Defining gravitational energy in general relativity is fundamentally problematic because the equivalence principle allows gravity to be locally eliminated — there is no local, covariant expression for gravitational energy density. Pseudo-tensors (such as the Einstein, Landau-Lifshitz, and Moller prescriptions) provide coordinate-dependent expressions for gravitational energy-momentum that, combined with the matter stress-energy tensor, yield a conserved total energy-momentum: ∂_μ(√(-g)(T^μν + t^μν_LL)) = 0 (ordinary, not covariant, divergence). These are not tensors — they transform inhomogeneously and can be made to vanish at any point by choice of coordinates. Meaningful definitions of gravitational energy exist only in special circumstances: total (ADM) mass for asymptotically flat spacetimes, Bondi mass at null infinity (accounting for energy radiated as gravitational waves), and quasi-local energy constructions for bounded regions. The non-localizability of gravitational energy is one of the deepest conceptual features of GR.
In Newtonian gravity and in electromagnetism, energy density is a well-defined local quantity: you can point to a region of space and unambiguously say how much energy is stored in the gravitational or electromagnetic field there. In general relativity, this is impossible for gravitational energy. The obstacle is the equivalence principle: at any single point, you can choose coordinates (a local freely falling frame) in which the gravitational field and all its associated effects vanish. If gravitational energy were described by a tensor, it would have to be nonzero in every coordinate system if nonzero in any — but the equivalence principle requires it to vanish in the freely falling frame. This contradiction means no covariant, local expression for gravitational energy density exists.
Pseudo-tensors circumvent this by abandoning covariance.
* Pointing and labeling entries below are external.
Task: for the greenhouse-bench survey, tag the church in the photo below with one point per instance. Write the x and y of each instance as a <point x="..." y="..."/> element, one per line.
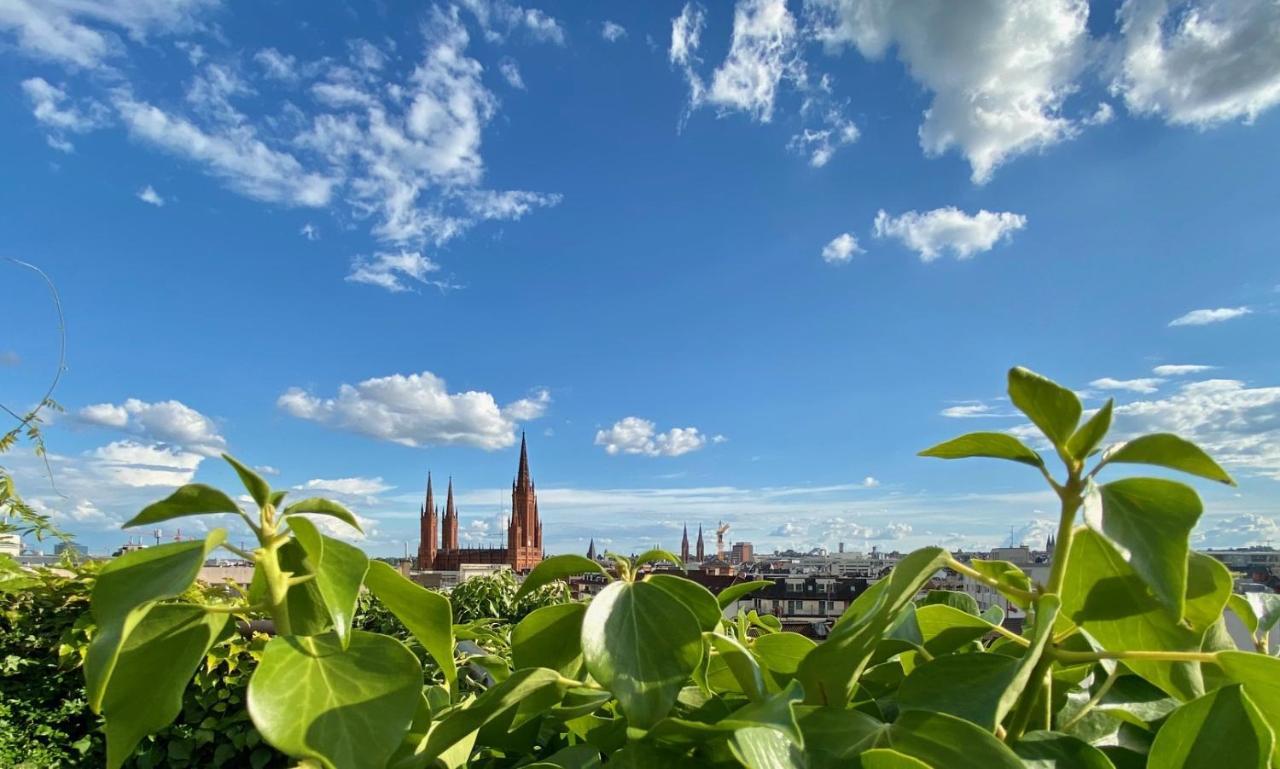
<point x="524" y="550"/>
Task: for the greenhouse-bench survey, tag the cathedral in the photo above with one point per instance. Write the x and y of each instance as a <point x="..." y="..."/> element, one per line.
<point x="524" y="550"/>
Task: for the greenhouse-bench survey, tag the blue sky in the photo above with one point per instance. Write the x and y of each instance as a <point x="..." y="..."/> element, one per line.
<point x="723" y="261"/>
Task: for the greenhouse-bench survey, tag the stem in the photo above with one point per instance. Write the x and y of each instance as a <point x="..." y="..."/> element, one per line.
<point x="988" y="581"/>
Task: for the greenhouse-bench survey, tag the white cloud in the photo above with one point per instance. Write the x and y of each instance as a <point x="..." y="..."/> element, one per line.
<point x="999" y="69"/>
<point x="149" y="195"/>
<point x="511" y="73"/>
<point x="1200" y="62"/>
<point x="841" y="250"/>
<point x="391" y="270"/>
<point x="1180" y="369"/>
<point x="634" y="435"/>
<point x="165" y="421"/>
<point x="1133" y="385"/>
<point x="612" y="31"/>
<point x="949" y="229"/>
<point x="83" y="33"/>
<point x="1202" y="317"/>
<point x="416" y="411"/>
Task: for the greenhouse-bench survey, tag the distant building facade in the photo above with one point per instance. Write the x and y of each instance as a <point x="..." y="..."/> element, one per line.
<point x="438" y="539"/>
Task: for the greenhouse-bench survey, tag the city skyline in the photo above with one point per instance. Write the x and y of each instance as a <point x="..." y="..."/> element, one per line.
<point x="728" y="262"/>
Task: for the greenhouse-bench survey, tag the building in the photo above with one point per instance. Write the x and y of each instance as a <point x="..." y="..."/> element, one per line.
<point x="438" y="539"/>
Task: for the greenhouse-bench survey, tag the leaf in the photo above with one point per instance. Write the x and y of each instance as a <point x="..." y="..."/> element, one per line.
<point x="1165" y="449"/>
<point x="254" y="483"/>
<point x="736" y="591"/>
<point x="192" y="499"/>
<point x="339" y="570"/>
<point x="830" y="672"/>
<point x="696" y="599"/>
<point x="1221" y="728"/>
<point x="641" y="644"/>
<point x="1152" y="518"/>
<point x="126" y="589"/>
<point x="885" y="758"/>
<point x="318" y="506"/>
<point x="344" y="709"/>
<point x="558" y="567"/>
<point x="152" y="669"/>
<point x="1087" y="439"/>
<point x="1051" y="407"/>
<point x="1052" y="750"/>
<point x="996" y="445"/>
<point x="782" y="653"/>
<point x="425" y="613"/>
<point x="551" y="637"/>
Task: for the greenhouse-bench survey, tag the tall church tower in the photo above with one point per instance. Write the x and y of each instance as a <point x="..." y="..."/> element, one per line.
<point x="428" y="535"/>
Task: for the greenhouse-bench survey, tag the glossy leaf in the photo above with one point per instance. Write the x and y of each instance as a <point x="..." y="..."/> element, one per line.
<point x="425" y="613"/>
<point x="254" y="483"/>
<point x="737" y="591"/>
<point x="551" y="637"/>
<point x="344" y="709"/>
<point x="1164" y="449"/>
<point x="152" y="669"/>
<point x="996" y="445"/>
<point x="558" y="567"/>
<point x="641" y="644"/>
<point x="696" y="599"/>
<point x="1088" y="438"/>
<point x="1221" y="728"/>
<point x="339" y="571"/>
<point x="316" y="506"/>
<point x="192" y="499"/>
<point x="1152" y="518"/>
<point x="1051" y="407"/>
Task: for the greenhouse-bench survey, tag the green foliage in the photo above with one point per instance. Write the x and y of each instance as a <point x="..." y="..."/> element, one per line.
<point x="1123" y="660"/>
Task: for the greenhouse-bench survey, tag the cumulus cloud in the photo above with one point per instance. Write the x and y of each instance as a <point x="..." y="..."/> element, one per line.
<point x="417" y="411"/>
<point x="634" y="435"/>
<point x="1200" y="62"/>
<point x="841" y="250"/>
<point x="165" y="421"/>
<point x="949" y="229"/>
<point x="1202" y="317"/>
<point x="999" y="69"/>
<point x="1134" y="385"/>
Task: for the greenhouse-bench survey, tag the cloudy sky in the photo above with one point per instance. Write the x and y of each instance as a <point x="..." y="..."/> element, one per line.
<point x="721" y="261"/>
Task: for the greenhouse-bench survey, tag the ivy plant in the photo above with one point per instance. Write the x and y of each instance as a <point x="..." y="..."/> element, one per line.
<point x="1124" y="659"/>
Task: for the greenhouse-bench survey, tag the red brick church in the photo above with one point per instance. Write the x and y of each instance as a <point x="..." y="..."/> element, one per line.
<point x="524" y="548"/>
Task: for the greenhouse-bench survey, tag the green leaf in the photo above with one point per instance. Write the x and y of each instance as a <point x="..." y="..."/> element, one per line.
<point x="339" y="571"/>
<point x="551" y="637"/>
<point x="558" y="567"/>
<point x="1052" y="750"/>
<point x="1152" y="518"/>
<point x="425" y="613"/>
<point x="1165" y="449"/>
<point x="782" y="653"/>
<point x="830" y="672"/>
<point x="641" y="644"/>
<point x="124" y="591"/>
<point x="1221" y="728"/>
<point x="152" y="669"/>
<point x="344" y="709"/>
<point x="735" y="591"/>
<point x="885" y="758"/>
<point x="318" y="506"/>
<point x="192" y="499"/>
<point x="996" y="445"/>
<point x="254" y="483"/>
<point x="1088" y="438"/>
<point x="696" y="599"/>
<point x="1051" y="407"/>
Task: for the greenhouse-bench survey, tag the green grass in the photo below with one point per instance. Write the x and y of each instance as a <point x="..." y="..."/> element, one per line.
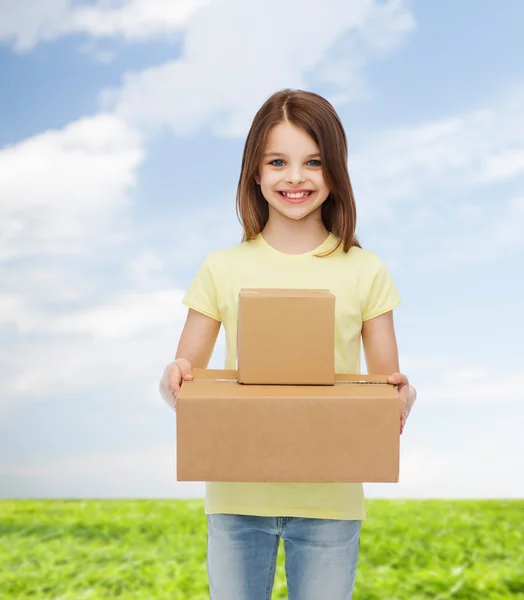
<point x="149" y="550"/>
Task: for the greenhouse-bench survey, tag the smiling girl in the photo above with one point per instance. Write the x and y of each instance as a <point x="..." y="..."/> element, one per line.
<point x="296" y="206"/>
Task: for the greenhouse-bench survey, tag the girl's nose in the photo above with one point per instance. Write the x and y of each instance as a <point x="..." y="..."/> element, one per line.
<point x="295" y="176"/>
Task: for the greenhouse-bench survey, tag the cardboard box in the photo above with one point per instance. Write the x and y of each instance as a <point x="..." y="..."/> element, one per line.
<point x="348" y="432"/>
<point x="286" y="337"/>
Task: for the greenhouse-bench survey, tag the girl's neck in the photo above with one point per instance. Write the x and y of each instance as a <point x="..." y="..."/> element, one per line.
<point x="295" y="237"/>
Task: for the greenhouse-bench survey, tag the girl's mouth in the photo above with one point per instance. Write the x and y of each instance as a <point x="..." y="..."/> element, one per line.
<point x="296" y="198"/>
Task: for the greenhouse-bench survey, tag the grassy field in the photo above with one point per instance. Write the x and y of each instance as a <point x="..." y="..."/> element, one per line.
<point x="149" y="550"/>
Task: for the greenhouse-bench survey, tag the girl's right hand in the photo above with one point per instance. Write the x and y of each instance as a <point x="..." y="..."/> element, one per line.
<point x="174" y="374"/>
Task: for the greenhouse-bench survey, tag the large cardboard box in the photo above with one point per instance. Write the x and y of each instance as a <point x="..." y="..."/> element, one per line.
<point x="348" y="432"/>
<point x="286" y="337"/>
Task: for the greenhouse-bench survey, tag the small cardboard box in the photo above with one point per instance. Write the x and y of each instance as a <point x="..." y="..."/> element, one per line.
<point x="348" y="432"/>
<point x="286" y="337"/>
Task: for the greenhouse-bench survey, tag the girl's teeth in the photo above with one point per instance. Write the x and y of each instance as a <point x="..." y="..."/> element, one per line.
<point x="296" y="195"/>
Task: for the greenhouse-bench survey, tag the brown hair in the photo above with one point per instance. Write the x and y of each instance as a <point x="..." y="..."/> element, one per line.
<point x="317" y="117"/>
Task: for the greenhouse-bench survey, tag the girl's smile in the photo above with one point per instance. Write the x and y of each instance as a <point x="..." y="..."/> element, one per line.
<point x="296" y="197"/>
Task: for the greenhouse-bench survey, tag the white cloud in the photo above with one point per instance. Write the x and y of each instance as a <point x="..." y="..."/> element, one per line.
<point x="402" y="165"/>
<point x="142" y="473"/>
<point x="124" y="316"/>
<point x="226" y="68"/>
<point x="26" y="23"/>
<point x="59" y="190"/>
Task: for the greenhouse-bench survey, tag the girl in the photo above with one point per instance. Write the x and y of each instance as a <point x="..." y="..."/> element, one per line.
<point x="296" y="206"/>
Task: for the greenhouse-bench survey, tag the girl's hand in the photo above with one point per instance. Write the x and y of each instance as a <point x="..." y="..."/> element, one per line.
<point x="408" y="395"/>
<point x="177" y="371"/>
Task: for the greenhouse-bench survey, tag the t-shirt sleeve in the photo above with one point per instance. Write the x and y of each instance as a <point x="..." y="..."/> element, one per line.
<point x="202" y="294"/>
<point x="382" y="294"/>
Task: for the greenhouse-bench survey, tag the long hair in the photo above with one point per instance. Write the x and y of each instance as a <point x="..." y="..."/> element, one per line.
<point x="316" y="117"/>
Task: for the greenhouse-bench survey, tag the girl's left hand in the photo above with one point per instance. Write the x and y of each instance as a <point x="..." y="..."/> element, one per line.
<point x="408" y="395"/>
The Landau-Lifshitz pseudo-tensor t^μν_LL, for example, is defined so that ∂_μ((-g)(T^μν + t^μν_LL)) = 0 — an ordinary (partial) divergence, not a covariant one. This is a genuine conservation law that can be integrated over a spatial volume using Gauss's theorem to give a conserved total energy. However, t^μν_LL depends on the coordinate system: in one set of coordinates, the gravitational energy density might be large and positive at a point; in another, it could be zero or negative. Different pseudo-tensor prescriptions (Einstein, Moller, Weinberg, Bergmann-Thomson) give different local distributions but agree on total energy when integrated over all space for asymptotically flat spacetimes.
Meaningful, coordinate-independent gravitational energy is defined only in special geometric situations. For asymptotically flat spacetimes (isolated systems in otherwise empty space), the ADM mass provides the total energy measured at spatial infinity. It equals the sum of all matter energy plus gravitational binding energy and is conserved in time. At future null infinity, the Bondi mass provides the total energy remaining after accounting for energy radiated as gravitational waves. The difference M_ADM - M_Bondi is the total energy carried away by gravitational radiation, and the Bondi mass is monotonically non-increasing — gravitational waves carry positive energy. The positive energy theorem (Schoen-Yau, 1979; Witten, 1981) proves that the ADM mass is non-negative for physically reasonable matter, a deep result that confirms the stability of Minkowski spacetime.
For finite regions (not extending to infinity), quasi-local energy constructions (Brown-York, Wang-Yau, Hawking) attempt to define the gravitational energy within a bounded 2-surface. These are gauge-independent but depend on the choice of reference (what you compare the geometry against) and have various technical subtleties. The lack of a universal, local, covariant definition of gravitational energy is not a deficiency of the theory but a reflection of a deep physical truth: gravity is geometry, and "gravitational energy" is inseparable from the structure of spacetime itself. This non-localizability has profound implications for quantum gravity, where the standard techniques for quantizing field energies (which assume a well-defined local energy density) must be fundamentally reconsidered.